Images and text for this online “tour booklet” were copied from the printed booklet. Copyright © 2003 Edgewater Historical Society.

For individual home descriptions, select an address at the left.

East Andersonville

The name “Andersonville” came from the name of a farmer and landholder John Anderson who, in the late 1840s acquired the land south of Foster and west of Ashland. The land became known as the Anderson subdivision and, as early as 1850, Andersonville.

In 1853, the township of Ridgeville extended north from Graceland (Irving Park Road) to Central in Evanston and from the lake to Western Avenue. In 1855, John Anderson was elected highway commissioner of Ridgeville. The north section of Ridgeville took the name of Evanston in 1857. What had been Ridgeville, south of Devon, was organized as Lakeview Township by its citizens that same year at a meeting in a four room schoolhouse at Foster and Clark. That old school house was known as the Andersonville school. The replacement building, the Trumbull School at 5200 N. Ashland, was completed and opened in 1908.

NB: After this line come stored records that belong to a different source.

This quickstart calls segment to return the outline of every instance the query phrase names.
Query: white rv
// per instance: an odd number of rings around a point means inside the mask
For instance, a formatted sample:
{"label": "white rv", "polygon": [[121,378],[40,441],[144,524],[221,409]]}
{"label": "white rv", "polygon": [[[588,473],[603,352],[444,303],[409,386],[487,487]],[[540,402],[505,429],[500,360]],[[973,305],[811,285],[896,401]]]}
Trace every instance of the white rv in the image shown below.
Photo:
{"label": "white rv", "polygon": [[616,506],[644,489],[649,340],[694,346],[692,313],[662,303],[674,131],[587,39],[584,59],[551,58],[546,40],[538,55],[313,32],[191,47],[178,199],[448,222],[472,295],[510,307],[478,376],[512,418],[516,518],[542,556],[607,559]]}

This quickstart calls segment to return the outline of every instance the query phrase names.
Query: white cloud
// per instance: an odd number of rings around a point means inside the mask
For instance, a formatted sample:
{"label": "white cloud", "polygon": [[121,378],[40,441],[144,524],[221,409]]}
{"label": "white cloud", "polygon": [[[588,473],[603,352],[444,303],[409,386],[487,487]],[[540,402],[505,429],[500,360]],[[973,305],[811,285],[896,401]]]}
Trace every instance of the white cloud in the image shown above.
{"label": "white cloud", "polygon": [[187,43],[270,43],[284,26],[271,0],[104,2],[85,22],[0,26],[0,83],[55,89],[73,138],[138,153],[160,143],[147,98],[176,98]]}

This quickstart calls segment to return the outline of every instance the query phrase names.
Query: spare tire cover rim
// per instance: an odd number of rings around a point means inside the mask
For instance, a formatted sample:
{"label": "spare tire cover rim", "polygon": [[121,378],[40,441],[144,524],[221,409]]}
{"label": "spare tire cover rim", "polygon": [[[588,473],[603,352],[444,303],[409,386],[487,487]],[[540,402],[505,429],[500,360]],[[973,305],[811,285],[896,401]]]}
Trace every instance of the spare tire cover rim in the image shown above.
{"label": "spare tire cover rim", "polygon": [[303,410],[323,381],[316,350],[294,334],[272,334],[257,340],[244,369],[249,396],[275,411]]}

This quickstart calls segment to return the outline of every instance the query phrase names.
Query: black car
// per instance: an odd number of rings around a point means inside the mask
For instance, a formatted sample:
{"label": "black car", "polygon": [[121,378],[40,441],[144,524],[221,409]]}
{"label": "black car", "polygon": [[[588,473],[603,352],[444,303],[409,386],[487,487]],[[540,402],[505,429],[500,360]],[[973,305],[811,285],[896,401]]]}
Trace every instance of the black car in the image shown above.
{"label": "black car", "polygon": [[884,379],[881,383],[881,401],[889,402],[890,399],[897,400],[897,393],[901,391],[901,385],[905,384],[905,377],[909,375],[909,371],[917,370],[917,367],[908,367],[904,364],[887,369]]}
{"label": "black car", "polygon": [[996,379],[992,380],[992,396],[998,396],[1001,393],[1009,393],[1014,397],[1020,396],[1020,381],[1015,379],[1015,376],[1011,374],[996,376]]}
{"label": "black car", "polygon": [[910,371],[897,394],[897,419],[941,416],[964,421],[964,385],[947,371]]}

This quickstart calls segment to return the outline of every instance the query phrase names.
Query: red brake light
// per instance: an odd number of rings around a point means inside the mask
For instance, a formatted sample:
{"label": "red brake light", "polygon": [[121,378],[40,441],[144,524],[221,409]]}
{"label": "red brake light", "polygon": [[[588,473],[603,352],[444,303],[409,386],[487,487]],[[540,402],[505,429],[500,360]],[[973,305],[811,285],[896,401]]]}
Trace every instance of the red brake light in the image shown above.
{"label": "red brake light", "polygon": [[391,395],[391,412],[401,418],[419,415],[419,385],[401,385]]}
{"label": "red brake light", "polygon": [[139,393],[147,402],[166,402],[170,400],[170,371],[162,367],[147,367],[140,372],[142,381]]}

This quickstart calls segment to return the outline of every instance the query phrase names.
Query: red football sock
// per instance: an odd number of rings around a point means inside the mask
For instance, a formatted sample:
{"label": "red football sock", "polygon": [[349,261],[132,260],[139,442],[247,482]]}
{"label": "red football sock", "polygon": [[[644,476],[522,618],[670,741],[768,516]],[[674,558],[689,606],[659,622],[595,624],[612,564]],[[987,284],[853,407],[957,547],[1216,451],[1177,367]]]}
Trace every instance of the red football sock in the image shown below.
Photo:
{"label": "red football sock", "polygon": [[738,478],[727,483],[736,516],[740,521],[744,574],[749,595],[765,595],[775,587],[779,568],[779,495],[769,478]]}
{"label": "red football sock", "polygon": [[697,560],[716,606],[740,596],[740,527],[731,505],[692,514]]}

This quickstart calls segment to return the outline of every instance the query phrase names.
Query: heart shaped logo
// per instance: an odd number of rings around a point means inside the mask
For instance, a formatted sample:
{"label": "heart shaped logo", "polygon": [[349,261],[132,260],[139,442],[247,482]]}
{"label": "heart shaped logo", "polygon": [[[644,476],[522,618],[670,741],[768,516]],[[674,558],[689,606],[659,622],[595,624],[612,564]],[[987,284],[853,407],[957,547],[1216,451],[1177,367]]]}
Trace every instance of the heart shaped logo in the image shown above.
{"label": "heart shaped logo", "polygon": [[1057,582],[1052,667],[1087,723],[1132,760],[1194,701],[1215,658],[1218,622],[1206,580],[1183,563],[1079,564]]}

In 1865, Lakeview Township gained official status from the State as a town. The population grew gradually as the farmland exchanged hands and was subdivided. Irish, Swedish, Germans and Luxembourgers settled in the area. Some managed truck farms and others tended bar or managed bars and restaurants. The first buildings were wooden with stove heat and no electricity. The Anderson name appeared on several neighborhood businesses including Anderson Lumber, just west of the Chicago and Northwestern Railroad tracks and, later, the Anderson monument company at Rosehill and Ravenswood. Many of the Swedish settlers were involved in the trades and the construction of substantial buildings began in earnest after 1900.

In 1887, Lakeview organized a government with seven wards. The 7th ward included the area north of Foster. It was sparsely settled with only 300 registered voters. At this same time, John Lewis Cochran began subdividing the land from Foster to Bryn Mawr from Sheridan west to Broadway. He planned a suburb which he named Edgewater. In 1889, the Town of Lakeview voted to become a part of the great city of Chicago. Only the 7th ward voted against it. These two parts of Lakeview, Andersonville and Edgewater, which never organized as separate towns, were then closely integrated into the development of Chicago.

The names identifying adjacent settlements became intertwined as the Swedish settlement grew along Clark Street. Owners of property north of Foster sold and resold the land even before subdivision.

William Henry first planned a subdivision in 1858. William Henry was speculating in land and later sold off the land he decided not to develop. One parcel, the area from Foster to Balmoral and from Glenwood to Clark, was purchased by Zero Marx, a developer who named it Zero Park in 1890. But the Andersonville name stuck. Other developers, in a bow to Cochran, announced various subdivisions using Cochran’s name “Edgewater,” but most of the buildings date from after 1900 - with two outstanding exceptions at 1434 W. Foster and 1450 Summerdale.

Transportation was crucial to this development. The Chicago and Northwestern Railroad originally had stops at Summerdale (Berwyn), Rosehill Drive and just south of Granville. Prior to 1908, the trains ran on the ground level. Beginning in 1892, as traffic increased, the train embankments were built to make travel safer on the roads intersecting with the tracks. By 1900, the Clark Street trolley ran north to Devon and south to 111th street, thus creating an important link across the city. This Clark Street trolley line was one of the last to be withdrawn from service.

In the late 1950s, Grant Johnson, a businessman on Clark Street, suggested that the district reestablish the name “Andersonville” for the area. In the early 1960s the Clark Street Businessmen’s Association changed its name to the Andersonville Chamber of Commerce. In 1972, the East Andersonville Residents Council was formed to include the area.

In the past 40 years, many ethnic groups have settled in Andersonville area including Mexican, Korean, Greeks, Persians, Japanese, South Americans, Vietnamese and Thai. Each of them contributes to the strong, unique identity that the Andersonville name retains today.